The bond market has a godfather in RBI, for now2 min read . Updated: 21 May 2019, 11:03 PM IST
- Bond yields have eased since the general elections began in April
- In short, RBI could absorb at least a quarter of the scheduled bond supply in FY20
Exit polls may not have enthused bond traders like their peers in equity and forex markets. Yields are down just six basis points this week. However, bond investors should remember that the biggest buyer, the Reserve Bank of India (RBI), is still around.
After having to binge on bonds in FY19, RBI has bought another ₹25,000 crore worth of bonds so far this month. That is more than a quarter of the scheduled supply from the government for the month. The central bank has also cut its policy rate by a cumulative 50 basis points since January and infused more liquidity through forex swaps.
As a bond trader from a large private sector bank noted, “Election results have been a key overhang and once that uncertainty is behind, bond yields could drop, given the indications from RBI on open market purchases." Equity market investors seem to have taken the exit poll results almost at face value, but bond traders are waiting for the election results on Thursday.
Bond yields have eased since the general elections began in April.

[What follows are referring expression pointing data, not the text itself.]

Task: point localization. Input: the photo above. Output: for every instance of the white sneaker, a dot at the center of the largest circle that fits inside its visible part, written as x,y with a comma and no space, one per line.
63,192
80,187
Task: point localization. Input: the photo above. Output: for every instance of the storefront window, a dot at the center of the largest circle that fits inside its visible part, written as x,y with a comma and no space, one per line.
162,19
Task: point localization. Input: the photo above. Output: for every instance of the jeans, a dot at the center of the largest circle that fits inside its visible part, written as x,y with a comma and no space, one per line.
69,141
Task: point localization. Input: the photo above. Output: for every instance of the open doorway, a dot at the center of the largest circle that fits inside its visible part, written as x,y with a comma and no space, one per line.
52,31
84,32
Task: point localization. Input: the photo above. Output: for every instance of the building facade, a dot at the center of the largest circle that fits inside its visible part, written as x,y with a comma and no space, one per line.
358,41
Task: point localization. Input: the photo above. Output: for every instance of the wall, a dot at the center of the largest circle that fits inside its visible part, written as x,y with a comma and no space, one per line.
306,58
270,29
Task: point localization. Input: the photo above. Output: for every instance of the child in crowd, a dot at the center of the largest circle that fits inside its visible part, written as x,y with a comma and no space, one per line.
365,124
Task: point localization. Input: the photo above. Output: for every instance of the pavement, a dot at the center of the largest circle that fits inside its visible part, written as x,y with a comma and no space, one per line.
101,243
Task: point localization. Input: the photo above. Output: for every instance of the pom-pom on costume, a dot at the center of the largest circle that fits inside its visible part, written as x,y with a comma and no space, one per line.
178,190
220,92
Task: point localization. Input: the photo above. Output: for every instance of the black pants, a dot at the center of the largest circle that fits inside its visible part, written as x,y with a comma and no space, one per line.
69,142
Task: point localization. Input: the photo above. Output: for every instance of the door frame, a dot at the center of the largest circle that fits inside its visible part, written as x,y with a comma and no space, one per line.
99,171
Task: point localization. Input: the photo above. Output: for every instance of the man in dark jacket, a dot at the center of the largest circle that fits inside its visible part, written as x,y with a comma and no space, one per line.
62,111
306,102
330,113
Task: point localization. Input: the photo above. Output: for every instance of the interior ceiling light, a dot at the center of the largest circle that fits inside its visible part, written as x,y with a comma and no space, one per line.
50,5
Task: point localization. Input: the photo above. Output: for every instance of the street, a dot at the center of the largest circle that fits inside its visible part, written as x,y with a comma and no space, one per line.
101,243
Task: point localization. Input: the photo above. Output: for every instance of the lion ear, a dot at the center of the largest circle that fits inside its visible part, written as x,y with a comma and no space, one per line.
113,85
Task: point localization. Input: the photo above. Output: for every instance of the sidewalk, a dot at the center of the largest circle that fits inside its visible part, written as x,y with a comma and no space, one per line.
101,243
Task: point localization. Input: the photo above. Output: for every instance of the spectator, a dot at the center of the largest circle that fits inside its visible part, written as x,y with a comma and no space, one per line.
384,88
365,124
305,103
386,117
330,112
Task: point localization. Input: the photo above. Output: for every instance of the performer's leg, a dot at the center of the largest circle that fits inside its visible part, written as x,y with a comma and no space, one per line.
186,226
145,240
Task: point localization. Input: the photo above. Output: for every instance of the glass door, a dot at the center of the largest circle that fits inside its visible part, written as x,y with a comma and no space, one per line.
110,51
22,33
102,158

Barring the brief scare from rising global oil prices, bonds have mostly escaped the liquidity crunch, mainly because of the central bank’s assurances that bond purchases are still an option for infusing liquidity.

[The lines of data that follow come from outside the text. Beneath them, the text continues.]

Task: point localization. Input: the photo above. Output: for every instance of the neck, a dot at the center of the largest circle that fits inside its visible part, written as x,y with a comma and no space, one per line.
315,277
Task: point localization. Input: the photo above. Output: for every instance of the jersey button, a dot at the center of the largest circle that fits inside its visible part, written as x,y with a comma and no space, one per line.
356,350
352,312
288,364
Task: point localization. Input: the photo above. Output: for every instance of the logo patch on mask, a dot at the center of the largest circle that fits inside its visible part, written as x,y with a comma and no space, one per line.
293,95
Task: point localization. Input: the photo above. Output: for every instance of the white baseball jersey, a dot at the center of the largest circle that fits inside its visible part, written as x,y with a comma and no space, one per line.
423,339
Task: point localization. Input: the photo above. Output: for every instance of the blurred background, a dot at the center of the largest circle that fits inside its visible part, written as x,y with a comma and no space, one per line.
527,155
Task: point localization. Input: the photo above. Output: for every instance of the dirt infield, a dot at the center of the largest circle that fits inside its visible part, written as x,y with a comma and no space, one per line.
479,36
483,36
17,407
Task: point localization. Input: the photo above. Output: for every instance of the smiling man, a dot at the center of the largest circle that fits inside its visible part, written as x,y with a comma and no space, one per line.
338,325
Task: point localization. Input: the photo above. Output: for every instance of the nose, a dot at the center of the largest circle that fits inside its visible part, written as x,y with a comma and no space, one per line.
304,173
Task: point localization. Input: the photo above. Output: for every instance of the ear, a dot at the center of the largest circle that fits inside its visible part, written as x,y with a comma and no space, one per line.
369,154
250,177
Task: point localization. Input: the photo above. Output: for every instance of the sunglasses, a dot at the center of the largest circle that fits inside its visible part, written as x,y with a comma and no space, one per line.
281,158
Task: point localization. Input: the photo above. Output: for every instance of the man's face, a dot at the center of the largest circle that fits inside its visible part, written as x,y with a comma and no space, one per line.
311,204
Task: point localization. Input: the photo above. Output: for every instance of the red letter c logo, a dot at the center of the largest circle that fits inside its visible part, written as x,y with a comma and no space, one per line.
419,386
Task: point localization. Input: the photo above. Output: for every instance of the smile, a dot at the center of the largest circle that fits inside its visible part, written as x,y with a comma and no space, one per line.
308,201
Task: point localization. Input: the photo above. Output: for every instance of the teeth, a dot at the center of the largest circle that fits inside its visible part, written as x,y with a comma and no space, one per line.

Bank of America Merrill Lynch estimates that RBI will infuse $35 billion (roughly ₹2 trillion) of liquidity in FY20. “With our BoP (balance of payments) estimates placing RBI forex intervention at $9 billion, our stress tests suggest that RBI OMO (open market operation) should clear the G-sec (government securities) market in most cases," it said in a recent note.
In short, RBI could absorb at least a quarter of the scheduled bond supply in FY20.

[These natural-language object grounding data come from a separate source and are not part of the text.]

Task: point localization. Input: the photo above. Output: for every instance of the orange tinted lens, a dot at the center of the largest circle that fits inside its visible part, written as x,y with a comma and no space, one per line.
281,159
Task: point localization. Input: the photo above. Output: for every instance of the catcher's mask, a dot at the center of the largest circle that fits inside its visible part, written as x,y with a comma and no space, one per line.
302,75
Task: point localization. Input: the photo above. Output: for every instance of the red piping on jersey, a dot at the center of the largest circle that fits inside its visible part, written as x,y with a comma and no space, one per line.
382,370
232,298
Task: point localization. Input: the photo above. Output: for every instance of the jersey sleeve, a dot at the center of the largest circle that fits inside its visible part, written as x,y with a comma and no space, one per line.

So what if the new government strays on fiscal prudence a bit? The government’s banker is ready to stand as a buyer and spare the market a big onslaught of supply. The economy cannot afford an increase in borrowing costs. That means RBI will have to keep the risk-free sovereign yields benign for it to poke bankers on their transmission skills.
What’s more salutary for bonds is the benign inflation readings, which makes it easy to argue for rate cuts. Headline inflation has remained below RBI’s target of 4% for nearly nine months. The central bank has obliged with rate cuts twice already, and its six-member committee is likely to vote for one or two more cuts in the rest of FY20.
That said, the outcome of elections on Thursday will have a bearing on yields. An unexpected result could hurt sentiment. Even so, bond traders would be back to acknowledge RBI’s accommodative stance on interest rates and its readiness to keep buying bonds.